We have net household assets in this country of roughly $50 trillion, give or take a bunch of trillions—more take than give probably—a number that's skyrocketed in the last 50 years. The size and complexity of the financial sector has grown even faster. But the SEC is still basically operating on the scale of the 1950s.
And the FDIC is even worse off, especially considering it's hugely expanded role in the current crisis, a role that will probably (hopefully) get even bigger. In 1992 the FDIC had 15,000 employees working for it. At the end of 2007 it had merely 4,600 employees.
We've been getting away with operating on the cheap for decades, but now it's killing us.
Given the scale, complexity and importance of our economic system, we desperately need to start creating a culture of financial surveillance and accountability. We need an agency that covers the whole money community, stocks, insurance, banks, mortgages. The works. Maybe that can be the SEC. Maybe it's a new invention. However we do it, the key thing will be to hire a ton of people (more like a megaton). This isn't rocket science. You just need enough eyeballs to look at stuff, a reasonable level of education, intellect and diligence in your people, and an institutional attitude that if the regulatee can't explain something well enough for a non expert regulator to get it, that's the regulatee's fault.
And we need to establish a new ethic of real time enforcement. I'm sure there are numerous financial malefactors who should be punished for their role in the current crisis. But when do you think the SEC will get around to coming after them based on its recent record? 2012? 2015? That's not a real deterrent. Justice delayed is justice that's largely ineffective.

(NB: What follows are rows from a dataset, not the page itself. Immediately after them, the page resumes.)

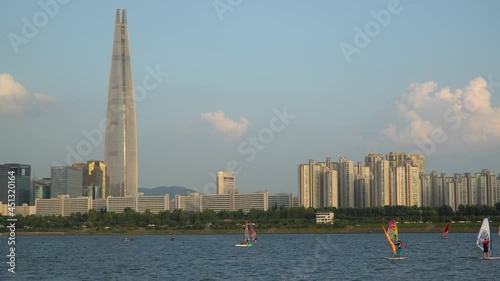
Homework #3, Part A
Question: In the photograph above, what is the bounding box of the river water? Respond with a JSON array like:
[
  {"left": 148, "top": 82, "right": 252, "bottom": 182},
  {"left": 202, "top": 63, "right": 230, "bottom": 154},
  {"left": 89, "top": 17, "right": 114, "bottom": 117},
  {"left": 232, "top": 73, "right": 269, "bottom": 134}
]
[{"left": 1, "top": 233, "right": 499, "bottom": 280}]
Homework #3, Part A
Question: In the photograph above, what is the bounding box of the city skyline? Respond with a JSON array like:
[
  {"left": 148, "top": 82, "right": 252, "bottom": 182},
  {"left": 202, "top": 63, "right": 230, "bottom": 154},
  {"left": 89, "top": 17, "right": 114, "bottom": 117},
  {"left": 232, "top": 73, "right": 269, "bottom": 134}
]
[
  {"left": 1, "top": 1, "right": 500, "bottom": 194},
  {"left": 298, "top": 154, "right": 500, "bottom": 211}
]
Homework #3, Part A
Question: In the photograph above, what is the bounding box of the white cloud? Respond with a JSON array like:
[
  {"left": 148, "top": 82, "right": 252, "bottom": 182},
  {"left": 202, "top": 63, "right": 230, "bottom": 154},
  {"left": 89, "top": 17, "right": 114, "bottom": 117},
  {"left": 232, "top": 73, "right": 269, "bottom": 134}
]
[
  {"left": 0, "top": 73, "right": 58, "bottom": 114},
  {"left": 0, "top": 73, "right": 28, "bottom": 114},
  {"left": 384, "top": 77, "right": 500, "bottom": 147},
  {"left": 200, "top": 111, "right": 249, "bottom": 142}
]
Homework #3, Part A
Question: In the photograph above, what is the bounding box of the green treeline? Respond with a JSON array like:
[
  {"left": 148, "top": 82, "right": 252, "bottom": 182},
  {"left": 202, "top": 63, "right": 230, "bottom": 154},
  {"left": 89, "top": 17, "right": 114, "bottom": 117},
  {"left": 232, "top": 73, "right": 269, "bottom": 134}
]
[{"left": 1, "top": 203, "right": 499, "bottom": 232}]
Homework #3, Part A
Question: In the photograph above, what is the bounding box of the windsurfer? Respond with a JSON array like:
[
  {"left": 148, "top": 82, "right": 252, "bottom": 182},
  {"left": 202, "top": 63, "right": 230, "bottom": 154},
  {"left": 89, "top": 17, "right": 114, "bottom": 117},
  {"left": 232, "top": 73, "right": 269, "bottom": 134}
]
[
  {"left": 253, "top": 237, "right": 257, "bottom": 244},
  {"left": 483, "top": 238, "right": 490, "bottom": 258},
  {"left": 394, "top": 240, "right": 403, "bottom": 257},
  {"left": 246, "top": 238, "right": 250, "bottom": 244}
]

The best part of this plan? It kills three birds with one stone. We've got thousands of former Wall Streeters now out of work, we have MBA students and even law students struggling to find jobs, and we get to reaffirm our reputation as the world's financial safe haven that's more transparent than anybody else. We desperately need a white collar jobs program. This is it.
The great tragedy of a depression or really nasty recession is that we don't use all the resources that we could potentially put to work. Here's a great opportunity to create jobs and do something real, that would probably also resonate pretty well with the general public.
A hundred thousand new financial cops on the street, come on Mr. President, what's the downside?